There you go, BONKERS, try to explain that to a non-English speaker. If you check the dictionary it will tell you that bonker means nothing really, however bonkers is a different story, it means mentally unbalanced even if there is only one of you you’re still going bonkers, not bonker.
Way back when I was fresh off the—the plane—I went grocery shopping. Nothing extravagant, ordinary everyday staples. I walked down the aisle looking for marmellata di fragole. Yes, I was still thinking in Italian. Strawberry Preserves said the Smucker’s label. But there was no fooling me, I knew what I was getting. And all was good with the world until my girlfriend came visiting from Italy. I decided to give her a tour of our Fry’s down the road. It is so fancy they even offer valet parking and you can have your car washed while you shop. Sure to impress her. The place was, in my and many other people’s opinion, the Taj Mahal of grocery stores.
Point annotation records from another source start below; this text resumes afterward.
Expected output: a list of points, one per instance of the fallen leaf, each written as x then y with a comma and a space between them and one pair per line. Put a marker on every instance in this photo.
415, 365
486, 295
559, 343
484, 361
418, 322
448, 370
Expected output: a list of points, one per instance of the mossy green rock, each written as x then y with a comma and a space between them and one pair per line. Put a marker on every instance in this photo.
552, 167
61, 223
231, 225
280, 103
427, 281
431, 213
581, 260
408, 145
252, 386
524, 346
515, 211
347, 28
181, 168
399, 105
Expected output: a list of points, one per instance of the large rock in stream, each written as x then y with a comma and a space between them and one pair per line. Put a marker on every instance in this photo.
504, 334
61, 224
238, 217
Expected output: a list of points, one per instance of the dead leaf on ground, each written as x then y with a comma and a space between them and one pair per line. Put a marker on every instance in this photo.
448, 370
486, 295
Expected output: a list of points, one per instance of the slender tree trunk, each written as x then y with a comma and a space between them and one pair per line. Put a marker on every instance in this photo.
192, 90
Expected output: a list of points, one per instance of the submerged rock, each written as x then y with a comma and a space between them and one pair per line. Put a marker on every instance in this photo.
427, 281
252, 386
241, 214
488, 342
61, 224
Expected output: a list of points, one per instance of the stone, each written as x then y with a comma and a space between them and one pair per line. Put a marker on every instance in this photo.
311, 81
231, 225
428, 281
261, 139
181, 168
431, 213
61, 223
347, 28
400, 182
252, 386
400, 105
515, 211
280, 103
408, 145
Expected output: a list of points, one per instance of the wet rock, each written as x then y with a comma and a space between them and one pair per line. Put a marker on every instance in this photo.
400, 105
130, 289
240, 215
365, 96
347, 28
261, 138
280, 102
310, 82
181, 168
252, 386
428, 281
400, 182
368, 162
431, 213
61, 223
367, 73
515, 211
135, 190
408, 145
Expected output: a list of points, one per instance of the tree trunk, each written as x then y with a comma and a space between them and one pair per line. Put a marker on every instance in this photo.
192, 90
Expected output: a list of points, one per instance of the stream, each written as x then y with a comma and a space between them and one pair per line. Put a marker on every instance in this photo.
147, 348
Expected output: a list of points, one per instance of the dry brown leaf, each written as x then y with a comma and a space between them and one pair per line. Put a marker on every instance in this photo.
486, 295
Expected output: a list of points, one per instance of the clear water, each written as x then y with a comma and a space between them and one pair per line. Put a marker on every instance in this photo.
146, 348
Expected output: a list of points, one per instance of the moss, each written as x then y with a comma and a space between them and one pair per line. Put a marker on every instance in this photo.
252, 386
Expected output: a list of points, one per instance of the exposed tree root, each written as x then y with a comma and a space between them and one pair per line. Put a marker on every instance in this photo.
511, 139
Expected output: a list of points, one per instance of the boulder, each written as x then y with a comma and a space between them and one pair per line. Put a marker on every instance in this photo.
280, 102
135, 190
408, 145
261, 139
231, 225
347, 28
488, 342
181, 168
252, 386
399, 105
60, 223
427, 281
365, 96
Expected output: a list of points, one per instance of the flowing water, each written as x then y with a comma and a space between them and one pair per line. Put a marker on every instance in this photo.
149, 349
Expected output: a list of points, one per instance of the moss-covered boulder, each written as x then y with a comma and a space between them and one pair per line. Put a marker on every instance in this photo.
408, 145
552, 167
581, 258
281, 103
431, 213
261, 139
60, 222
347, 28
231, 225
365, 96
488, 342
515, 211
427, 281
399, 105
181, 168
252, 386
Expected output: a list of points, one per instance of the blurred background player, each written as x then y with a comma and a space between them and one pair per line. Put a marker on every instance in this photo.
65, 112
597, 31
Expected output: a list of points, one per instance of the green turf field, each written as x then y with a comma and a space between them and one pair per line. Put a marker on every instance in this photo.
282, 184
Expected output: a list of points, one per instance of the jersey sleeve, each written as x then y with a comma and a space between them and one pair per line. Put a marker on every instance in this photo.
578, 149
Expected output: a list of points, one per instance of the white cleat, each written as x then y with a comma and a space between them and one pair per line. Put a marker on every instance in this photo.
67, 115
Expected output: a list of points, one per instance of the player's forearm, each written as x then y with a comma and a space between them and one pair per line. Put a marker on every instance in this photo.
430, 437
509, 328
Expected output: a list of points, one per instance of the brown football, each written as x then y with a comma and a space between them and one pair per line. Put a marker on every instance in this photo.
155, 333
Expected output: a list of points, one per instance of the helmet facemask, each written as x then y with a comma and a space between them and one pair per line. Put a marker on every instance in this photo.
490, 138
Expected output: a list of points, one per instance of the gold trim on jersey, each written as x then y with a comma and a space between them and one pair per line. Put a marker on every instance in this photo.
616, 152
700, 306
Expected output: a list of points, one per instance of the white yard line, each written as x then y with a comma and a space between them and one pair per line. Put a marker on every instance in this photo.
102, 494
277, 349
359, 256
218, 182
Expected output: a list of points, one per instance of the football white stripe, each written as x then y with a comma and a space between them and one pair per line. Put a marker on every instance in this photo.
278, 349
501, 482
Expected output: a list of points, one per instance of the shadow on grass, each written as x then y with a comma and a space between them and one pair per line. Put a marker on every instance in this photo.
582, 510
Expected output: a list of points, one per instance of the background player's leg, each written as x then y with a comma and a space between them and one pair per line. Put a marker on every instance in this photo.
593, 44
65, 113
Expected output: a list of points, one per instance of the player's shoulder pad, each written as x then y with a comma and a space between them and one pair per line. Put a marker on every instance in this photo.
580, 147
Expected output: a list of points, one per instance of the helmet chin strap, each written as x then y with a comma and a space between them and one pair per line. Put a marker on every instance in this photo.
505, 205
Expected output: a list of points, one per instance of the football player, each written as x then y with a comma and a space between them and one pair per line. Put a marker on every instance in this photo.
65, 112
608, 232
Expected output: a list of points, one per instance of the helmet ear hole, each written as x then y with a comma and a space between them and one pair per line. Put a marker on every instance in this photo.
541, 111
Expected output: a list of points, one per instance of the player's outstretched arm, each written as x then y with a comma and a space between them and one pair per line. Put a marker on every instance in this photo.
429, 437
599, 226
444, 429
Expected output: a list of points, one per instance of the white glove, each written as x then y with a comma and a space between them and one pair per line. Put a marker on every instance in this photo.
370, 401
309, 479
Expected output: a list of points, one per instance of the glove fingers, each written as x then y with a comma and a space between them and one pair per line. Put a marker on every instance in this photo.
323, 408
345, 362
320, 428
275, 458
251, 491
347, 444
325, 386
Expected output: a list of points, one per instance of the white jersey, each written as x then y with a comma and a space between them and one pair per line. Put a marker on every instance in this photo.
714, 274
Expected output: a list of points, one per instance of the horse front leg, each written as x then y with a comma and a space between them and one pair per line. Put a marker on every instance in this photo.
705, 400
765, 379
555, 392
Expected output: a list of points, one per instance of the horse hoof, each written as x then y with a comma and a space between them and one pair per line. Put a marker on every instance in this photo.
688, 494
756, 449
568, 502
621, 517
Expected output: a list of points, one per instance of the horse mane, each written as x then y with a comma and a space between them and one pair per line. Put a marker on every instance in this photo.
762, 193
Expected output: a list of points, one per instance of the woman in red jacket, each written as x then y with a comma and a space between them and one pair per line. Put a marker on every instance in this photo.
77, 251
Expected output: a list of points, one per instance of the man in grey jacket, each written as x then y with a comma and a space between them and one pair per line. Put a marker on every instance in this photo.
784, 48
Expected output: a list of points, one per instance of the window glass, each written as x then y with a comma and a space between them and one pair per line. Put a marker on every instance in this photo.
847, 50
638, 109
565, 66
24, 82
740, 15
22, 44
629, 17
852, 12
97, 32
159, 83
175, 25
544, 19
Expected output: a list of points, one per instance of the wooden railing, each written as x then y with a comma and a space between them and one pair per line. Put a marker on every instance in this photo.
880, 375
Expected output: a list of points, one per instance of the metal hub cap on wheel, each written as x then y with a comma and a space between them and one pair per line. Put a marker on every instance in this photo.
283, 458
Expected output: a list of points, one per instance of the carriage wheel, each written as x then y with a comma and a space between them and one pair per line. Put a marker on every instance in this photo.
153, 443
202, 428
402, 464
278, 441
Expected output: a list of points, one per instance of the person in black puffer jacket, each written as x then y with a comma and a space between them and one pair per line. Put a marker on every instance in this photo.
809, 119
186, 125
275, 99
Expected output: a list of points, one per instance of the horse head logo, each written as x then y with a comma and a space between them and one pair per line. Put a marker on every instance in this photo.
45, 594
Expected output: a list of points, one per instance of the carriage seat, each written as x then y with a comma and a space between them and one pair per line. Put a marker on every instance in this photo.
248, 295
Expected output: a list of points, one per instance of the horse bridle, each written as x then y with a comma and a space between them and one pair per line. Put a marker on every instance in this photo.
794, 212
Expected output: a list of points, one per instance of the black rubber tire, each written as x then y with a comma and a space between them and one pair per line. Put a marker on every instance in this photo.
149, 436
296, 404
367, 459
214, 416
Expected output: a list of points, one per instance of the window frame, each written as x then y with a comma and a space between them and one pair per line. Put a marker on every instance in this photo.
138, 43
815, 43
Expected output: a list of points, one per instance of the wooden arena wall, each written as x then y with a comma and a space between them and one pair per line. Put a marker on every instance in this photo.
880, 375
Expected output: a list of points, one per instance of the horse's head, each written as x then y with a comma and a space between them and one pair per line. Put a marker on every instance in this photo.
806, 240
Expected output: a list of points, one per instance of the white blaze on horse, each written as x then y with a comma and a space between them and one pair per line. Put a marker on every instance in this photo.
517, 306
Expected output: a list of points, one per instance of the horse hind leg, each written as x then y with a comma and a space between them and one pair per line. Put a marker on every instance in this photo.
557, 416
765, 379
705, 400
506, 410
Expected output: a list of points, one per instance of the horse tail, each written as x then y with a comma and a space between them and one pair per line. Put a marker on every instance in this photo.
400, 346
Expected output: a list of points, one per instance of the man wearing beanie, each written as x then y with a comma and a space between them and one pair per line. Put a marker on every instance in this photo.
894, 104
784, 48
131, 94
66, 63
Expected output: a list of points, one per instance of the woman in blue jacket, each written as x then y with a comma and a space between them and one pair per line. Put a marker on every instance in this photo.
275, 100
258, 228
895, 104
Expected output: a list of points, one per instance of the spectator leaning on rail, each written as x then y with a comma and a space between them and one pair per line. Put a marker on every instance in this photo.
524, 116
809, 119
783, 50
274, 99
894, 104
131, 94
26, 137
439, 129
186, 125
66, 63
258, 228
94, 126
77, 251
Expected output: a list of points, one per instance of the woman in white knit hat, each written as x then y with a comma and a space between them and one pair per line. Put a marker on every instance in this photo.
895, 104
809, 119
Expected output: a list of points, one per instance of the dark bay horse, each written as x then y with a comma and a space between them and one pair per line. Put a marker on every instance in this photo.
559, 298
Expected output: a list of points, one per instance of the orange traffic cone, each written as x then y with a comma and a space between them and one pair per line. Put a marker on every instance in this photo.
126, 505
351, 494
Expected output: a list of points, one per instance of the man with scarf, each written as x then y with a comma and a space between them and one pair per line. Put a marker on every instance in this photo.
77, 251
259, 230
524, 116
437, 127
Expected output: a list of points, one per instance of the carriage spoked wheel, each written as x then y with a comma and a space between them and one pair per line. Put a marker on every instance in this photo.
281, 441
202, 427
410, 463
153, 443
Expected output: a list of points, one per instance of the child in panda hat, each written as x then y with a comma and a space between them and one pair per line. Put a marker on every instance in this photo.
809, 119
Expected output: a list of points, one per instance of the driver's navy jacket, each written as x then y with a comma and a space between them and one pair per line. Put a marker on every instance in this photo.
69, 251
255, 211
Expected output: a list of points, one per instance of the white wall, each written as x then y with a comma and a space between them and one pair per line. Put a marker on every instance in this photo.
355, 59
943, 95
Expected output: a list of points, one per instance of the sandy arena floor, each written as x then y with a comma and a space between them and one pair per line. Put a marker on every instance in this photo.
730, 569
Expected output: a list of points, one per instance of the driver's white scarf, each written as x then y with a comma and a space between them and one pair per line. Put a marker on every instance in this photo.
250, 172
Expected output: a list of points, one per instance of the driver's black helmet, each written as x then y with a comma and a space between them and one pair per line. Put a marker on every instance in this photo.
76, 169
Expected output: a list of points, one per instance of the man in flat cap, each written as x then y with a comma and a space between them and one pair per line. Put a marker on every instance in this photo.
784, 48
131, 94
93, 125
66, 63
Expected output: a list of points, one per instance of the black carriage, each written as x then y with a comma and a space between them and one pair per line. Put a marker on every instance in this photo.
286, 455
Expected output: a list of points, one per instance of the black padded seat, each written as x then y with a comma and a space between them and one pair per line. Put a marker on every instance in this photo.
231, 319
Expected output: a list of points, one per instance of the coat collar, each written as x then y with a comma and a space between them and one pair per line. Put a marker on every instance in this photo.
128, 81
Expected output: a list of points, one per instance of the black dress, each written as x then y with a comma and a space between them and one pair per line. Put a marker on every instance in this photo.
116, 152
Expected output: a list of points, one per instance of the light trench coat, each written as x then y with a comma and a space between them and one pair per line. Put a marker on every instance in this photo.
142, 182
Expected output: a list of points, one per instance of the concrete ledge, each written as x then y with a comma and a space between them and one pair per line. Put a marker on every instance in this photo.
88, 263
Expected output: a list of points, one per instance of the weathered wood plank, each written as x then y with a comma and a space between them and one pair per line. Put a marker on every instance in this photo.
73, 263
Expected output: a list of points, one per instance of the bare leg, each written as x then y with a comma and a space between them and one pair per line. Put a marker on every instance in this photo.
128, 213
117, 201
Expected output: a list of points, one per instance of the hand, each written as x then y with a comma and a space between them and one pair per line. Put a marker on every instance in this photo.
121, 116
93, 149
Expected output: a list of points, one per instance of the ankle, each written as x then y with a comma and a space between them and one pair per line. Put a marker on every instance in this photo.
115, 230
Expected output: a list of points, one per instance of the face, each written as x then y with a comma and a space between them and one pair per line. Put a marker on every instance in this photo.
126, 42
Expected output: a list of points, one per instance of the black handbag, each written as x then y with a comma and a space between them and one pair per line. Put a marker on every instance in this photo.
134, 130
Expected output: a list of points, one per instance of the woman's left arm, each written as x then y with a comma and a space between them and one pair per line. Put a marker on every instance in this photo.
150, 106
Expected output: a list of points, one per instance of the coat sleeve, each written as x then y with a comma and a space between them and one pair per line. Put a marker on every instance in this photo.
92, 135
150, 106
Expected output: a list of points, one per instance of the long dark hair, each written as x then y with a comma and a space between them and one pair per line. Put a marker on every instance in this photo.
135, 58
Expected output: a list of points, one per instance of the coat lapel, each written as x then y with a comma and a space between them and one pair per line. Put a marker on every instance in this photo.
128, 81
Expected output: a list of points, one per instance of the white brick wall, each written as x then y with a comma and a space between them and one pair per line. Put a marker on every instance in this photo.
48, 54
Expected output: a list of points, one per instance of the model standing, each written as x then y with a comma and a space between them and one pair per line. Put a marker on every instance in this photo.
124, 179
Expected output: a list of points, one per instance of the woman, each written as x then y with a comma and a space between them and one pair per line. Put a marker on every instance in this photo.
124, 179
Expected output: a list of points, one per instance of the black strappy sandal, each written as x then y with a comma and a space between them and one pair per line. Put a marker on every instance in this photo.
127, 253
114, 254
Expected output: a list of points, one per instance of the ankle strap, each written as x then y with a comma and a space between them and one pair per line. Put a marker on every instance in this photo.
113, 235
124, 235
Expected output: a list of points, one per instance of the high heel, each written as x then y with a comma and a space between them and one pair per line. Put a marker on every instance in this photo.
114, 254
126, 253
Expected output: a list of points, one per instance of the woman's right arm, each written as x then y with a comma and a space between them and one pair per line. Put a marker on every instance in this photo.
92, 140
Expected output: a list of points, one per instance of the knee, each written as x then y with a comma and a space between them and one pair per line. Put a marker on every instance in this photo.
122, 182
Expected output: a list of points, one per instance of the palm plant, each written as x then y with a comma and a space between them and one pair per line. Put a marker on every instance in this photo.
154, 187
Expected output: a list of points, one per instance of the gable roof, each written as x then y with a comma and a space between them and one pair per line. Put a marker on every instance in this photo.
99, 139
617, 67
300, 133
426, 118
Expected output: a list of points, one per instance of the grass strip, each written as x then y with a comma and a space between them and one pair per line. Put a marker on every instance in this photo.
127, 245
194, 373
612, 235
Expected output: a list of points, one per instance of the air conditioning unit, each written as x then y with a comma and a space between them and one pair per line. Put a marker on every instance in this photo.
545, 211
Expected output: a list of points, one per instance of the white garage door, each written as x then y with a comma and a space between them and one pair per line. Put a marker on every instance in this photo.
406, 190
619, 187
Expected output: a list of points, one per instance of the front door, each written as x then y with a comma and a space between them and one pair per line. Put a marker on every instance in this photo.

By the time we sampled all the free offerings we felt full. We needed honey because she likes to put it in her hot milk. And we strolled down that same isle and now the new, improved glass container of marmellata di fragole had a label that said Strawberry Jam. No Problem, I proudly translated.
Fast forward, we are on our way to Hollywood from San Diego. Italians are fascinated by Hollywood, they have replicas of Disneyland in Europe but no Hollywood and of course, they all assume we’ll accidentally bump into Brad Pitt and Angelina Jolie buying groceries by the carload to feed their kids…The freeway is packed. My son calls and I tell him I’ in a jam because of peak hours.
I sense my girlfriends glancing at me in a rather peculiar way. She has been taking night classes in Italy. To learn English I mean.
After a while she shyly asks, “Maria Grazia, why are you in a marmellata?”